John Deere Maintenance Monday: Replacing the exhaust system
Radio interview source: Tim Hale, Program Chair, John Deere Tech, Vincennes University
In this edition of Maintenance Monday, we're answering a question from Mike in Rhode Island. He has his eye on a used compact tractor, but the tail pipe looks like it's rusted through. Is this something he can repair himself?
Tim Hale is the chair of the John Deere tech program at Vincennes University in Indiana. He says when the exhaust system is rusted and corroding, it develops holes and makes a lot of noise. But even if it's quiet, it could be leaking. This is a safety concern because carbon monoxide can seep into the tractor cab, putting the operator at risk of carbon monoxide poisoning.
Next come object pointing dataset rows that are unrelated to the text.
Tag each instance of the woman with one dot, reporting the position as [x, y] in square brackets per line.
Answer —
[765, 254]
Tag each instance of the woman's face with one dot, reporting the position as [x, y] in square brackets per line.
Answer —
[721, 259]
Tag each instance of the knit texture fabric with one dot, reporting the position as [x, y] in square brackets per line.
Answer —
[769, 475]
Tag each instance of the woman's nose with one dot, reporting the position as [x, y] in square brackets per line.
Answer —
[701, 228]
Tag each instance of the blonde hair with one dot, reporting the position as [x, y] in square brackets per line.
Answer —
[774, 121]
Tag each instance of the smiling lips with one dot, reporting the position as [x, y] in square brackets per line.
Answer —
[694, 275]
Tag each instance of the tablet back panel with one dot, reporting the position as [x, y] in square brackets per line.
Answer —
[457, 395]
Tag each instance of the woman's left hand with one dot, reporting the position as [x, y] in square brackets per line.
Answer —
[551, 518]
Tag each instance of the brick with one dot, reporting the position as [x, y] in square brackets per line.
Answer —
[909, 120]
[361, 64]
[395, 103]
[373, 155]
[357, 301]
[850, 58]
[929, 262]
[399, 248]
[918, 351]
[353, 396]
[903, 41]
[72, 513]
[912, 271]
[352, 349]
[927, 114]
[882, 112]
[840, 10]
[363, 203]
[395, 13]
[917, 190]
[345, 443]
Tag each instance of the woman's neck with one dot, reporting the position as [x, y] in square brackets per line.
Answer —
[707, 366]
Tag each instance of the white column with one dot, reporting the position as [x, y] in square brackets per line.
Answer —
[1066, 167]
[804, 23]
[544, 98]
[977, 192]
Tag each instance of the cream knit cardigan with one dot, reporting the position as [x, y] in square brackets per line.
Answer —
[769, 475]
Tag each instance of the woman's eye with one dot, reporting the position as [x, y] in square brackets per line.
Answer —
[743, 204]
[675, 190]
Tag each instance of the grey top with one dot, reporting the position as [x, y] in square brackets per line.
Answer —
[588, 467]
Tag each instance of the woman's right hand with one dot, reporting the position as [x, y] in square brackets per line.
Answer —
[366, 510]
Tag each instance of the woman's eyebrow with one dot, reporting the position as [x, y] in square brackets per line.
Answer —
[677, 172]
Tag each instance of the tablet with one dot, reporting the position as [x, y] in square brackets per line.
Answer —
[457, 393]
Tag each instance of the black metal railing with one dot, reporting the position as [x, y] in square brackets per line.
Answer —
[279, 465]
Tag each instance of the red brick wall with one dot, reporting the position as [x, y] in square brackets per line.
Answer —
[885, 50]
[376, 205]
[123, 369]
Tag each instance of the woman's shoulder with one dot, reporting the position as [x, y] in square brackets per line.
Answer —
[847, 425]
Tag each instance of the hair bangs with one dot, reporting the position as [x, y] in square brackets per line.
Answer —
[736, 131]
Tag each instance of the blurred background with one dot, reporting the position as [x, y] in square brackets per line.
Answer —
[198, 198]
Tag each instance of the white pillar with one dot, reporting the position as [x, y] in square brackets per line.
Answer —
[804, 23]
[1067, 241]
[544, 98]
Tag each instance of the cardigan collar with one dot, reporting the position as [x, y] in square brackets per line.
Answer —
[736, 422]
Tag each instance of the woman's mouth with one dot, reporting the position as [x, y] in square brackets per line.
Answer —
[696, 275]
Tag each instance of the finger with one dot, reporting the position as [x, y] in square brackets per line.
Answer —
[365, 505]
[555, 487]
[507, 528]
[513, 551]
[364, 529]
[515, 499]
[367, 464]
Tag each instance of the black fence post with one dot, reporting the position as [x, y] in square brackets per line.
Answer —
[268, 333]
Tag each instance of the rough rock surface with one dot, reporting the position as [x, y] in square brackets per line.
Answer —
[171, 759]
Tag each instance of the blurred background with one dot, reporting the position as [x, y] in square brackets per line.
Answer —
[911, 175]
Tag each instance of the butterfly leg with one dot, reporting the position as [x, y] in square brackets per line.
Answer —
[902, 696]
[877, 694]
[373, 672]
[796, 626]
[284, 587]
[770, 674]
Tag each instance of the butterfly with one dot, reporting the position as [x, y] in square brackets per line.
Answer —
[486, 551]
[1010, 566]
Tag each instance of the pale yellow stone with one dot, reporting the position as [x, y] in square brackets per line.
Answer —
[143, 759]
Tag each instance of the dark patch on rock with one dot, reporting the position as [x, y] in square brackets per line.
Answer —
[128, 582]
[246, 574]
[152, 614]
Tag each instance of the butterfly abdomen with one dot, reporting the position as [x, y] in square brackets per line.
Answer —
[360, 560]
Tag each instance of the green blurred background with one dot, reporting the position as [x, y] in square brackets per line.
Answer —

It's possible for you to replace the exhaust parts. The tools you need include wrenches to loosen the clamps, and an acetylene torch to heat and expand the metal so you can get it apart without damaging other pieces. Hale says it's extremely important that you replace the piping with the exact size.
"Research has shown that as much as 2 psi of back pressure or restriction can cause a loss of engine horsepower," he says. "So, if we have too small of exhaust pipe or muffler on there, we restrict that pressure back, we can really reduce horsepower of that tractor."
Along with having the correct tools and pipe sizes, Hale says you should also wear gloves and safety glasses. Then, you can begin the replacement process. "Remove the clamps, perhaps heating and expanding the metal so it comes apart without damaging the other parts," Hale says. "Cleaning those surfaces, cleaning the old parts that we might not be replacing so we get a good seal and prevent those leaks. And then make sure we tighten the clamps and torque those to the manufacturer's recommendations."